Les cas d’usage de l’IA générative

Frédéric Pascal est professeur à CentraleSupélec et directeur de l’Institut Dataia. - © D.R.
Frédéric Pascal est professeur à CentraleSupélec et directeur de l’Institut Dataia. - © D.R.

Aide à la rédaction, mais aussi revue de la littérature, fusion de résultats à partir d’informations de nature différente, automatisation d’expériences, génération d’hypothèses… Les cas d’usage se multiplient, portés par les travaux des chercheurs spécialisés en IA, et appelant un cadre d’utilisation responsable.

Prenant l’exemple de la réalisation de bibliographie, Frédéric Pascal recommande une démarche complémentaire : « D’un côté, le renforcement autonome de connaissances, par la lecture d’articles scientifiques ; de l’autre, l’appui sur un outil qui aide à gagner du temps, par exemple pour établir une revue de la littérature sur un domaine scientifique secondaire pour le chercheur. »

C’est dans cette direction que la solution Scopus AI propose systématiquement l’accès immédiat aux sources utilisées pour élaborer le résultat proposé, soit les références des publications scientifiques, que ce soit pour découvrir un nouveau domaine ou faciliter l’interdisciplinarité.

Les cinq principes d’Elsevier pour une IA responsable

Loin de remettre en question l’intérêt de l’IA générative, les experts rassemblés pour ce webinaire militent pour un cadre d’utilisation prompt à en tirer tout le potentiel.
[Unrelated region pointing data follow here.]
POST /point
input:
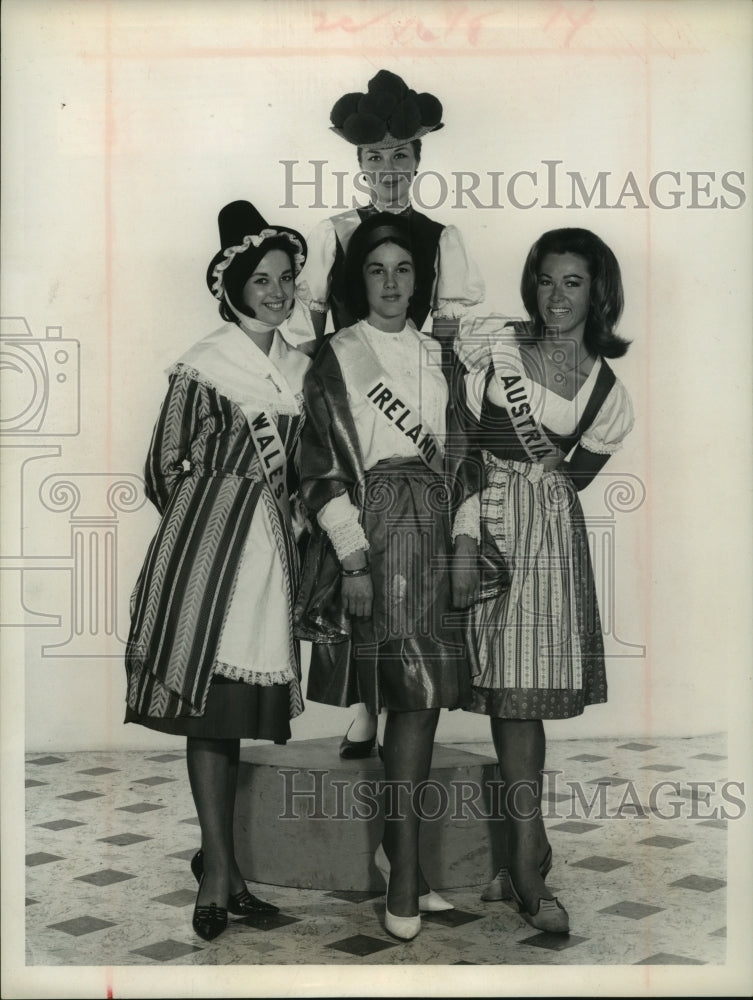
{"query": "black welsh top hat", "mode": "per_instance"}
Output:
(388, 115)
(243, 230)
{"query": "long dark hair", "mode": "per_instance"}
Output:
(240, 270)
(384, 227)
(607, 298)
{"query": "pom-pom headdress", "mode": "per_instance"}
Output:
(387, 115)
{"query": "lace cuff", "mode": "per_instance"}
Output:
(468, 519)
(340, 519)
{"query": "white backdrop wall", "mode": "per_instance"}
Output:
(128, 125)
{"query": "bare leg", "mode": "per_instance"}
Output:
(211, 766)
(521, 752)
(408, 746)
(363, 726)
Elsevier respecte a ainsi les cinq principes du groupe RELX pour une IA responsable :

  • prendre en considération l’impact des solutions sur l’homme ;
  • prévenir la création ou le renforcement de biais et d’iniquités ;
  • développer l’explicabilité des fonctionnalités des solutions ;
  • être redevable des résultats via la surveillance humaine ;
  • et protéger la confidentialité des données, par une gestion solide et robuste

Une liste à laquelle Yamine Ait Ameur ajoute un sixième élément : la notion de frugalité et d’objectifs de développement durable.
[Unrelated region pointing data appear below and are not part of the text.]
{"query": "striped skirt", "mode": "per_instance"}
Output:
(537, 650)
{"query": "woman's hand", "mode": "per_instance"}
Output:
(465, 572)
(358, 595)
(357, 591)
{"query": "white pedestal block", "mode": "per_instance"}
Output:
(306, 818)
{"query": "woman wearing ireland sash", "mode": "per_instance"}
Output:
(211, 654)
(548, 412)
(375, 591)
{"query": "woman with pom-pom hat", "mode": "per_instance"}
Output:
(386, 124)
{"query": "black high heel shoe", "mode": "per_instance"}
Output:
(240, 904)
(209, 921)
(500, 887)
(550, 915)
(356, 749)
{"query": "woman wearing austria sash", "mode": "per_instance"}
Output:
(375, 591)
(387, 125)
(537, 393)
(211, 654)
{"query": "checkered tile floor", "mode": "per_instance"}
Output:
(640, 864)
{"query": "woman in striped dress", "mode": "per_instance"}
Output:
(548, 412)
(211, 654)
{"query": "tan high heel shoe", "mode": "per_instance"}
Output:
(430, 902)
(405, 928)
Réguler les usages, pas la technologie

In fine, l’enjeu de maîtrise de l’IA peut-il devenir un enjeu de compétitivité pour la communauté scientifique ? Oui, estime Anne-Catherine Rota, à condition de « trouver un équilibre entre favoriser l’innovation et limiter les mauvais usages », en tâchant de contextualiser les utilisations, de responsabiliser les acteurs et de faire preuve d’esprit critique pour utiliser l’IA de manière pertinente.

Pour Yamine Ait Ameur, la régulation doit avant tout rester celle des usages (et non de la technologie en elle-même), en appliquant des principes de responsabilité, d’éthique et d’intégrité, via la sensibilisation et la formation.
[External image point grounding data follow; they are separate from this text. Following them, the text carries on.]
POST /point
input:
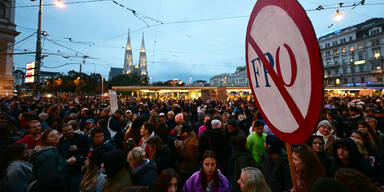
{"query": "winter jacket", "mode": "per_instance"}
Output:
(17, 177)
(256, 146)
(48, 160)
(194, 184)
(161, 158)
(216, 141)
(276, 173)
(31, 143)
(83, 145)
(188, 156)
(241, 159)
(118, 182)
(145, 174)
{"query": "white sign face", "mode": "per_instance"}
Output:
(265, 88)
(113, 101)
(284, 68)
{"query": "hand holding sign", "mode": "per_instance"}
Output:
(284, 68)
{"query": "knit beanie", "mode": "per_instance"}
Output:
(328, 185)
(325, 123)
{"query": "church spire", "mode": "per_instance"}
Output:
(142, 44)
(128, 46)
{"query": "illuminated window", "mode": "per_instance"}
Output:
(376, 53)
(359, 47)
(335, 51)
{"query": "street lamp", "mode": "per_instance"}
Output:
(38, 45)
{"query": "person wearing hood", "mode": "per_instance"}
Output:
(160, 153)
(93, 179)
(317, 144)
(118, 176)
(143, 170)
(47, 160)
(18, 172)
(276, 166)
(325, 129)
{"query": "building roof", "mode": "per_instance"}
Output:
(363, 25)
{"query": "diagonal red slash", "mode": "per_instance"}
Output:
(283, 91)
La formation des chercheurs est également mise en avant par Frédéric Pascal, qui identifie un autre cercle vertueux à favoriser : l’apport de cas d’usage par des professionnels d’entreprise, qui viennent se former après d’académiques experts de l’IA.

« Ces derniers bénéficient ainsi d’une montée en compétences, dont ils peuvent se nourrir pour orienter les développements d’algorithmes ».

Ils peuvent ainsi identifier de nouveaux usages, à la fois éthiques et responsables.